Changes from v2.0 to v2.1

API version 2.1 was first implemented in Keylime 6.4.0.

• Added ak_tpm field to POST /v2.1/agents/{agent_id:UUID} in verifier.

• Added mtls_cert field to POST /v2.1/agents/{agent_id:UUID} in verifier.

• Removed vmask parameter from GET /v2.1/quotes/integrity in agent

This removed the requirement for the verifier to connect to the registrar.

Changes from v1.0 to v2.0

API version 2.0 was first implemented in Keylime 6.3.0.

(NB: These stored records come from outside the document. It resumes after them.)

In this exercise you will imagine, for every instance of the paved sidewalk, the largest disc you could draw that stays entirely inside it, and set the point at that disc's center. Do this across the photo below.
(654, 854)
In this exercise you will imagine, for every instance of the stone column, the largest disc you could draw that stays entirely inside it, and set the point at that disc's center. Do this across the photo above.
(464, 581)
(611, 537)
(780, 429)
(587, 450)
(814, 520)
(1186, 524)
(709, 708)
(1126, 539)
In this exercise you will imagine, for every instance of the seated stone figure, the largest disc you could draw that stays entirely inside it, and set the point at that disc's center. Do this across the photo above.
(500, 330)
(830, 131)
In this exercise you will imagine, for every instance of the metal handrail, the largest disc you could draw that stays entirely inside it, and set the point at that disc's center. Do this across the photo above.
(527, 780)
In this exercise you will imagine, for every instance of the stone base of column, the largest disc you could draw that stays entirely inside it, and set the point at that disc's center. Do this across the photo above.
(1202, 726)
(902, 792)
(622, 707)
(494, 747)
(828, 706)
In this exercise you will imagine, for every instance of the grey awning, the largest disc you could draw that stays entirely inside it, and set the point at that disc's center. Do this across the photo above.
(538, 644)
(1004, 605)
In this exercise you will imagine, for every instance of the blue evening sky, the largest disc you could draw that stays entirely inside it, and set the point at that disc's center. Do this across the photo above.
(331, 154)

• Added mTLS authentication to agent endpoints.

• Added supported_version field to POST /v2.0/agents/{agent_id:UUID} in verifier.

• Added mtls_cert field to POST/GET /v2.0/agents/{agent_id:UUID} in registrar.

• Added /version endpoint to agent. Note that this endpoint is not implemented by all agents.

• Dropped zlib encryption for quote field data in GET /v2.0/quotes/integrity/GET /v2.0/quotes/identity.

RESTful API for Keylime

Keylime API is versioned. More information can be found here: https://github.com/keylime/enhancements/blob/master/45_api_versioning.md

Warning

API version 1.0 will no longer be officially supported starting with Keylime 6.4.0.

General responses

ANY /

Generic fields in responses

Response JSON Object:

• code (int) – HTTP status code

• status (string) – textual context of that status

• results (object) – Holds the actual data.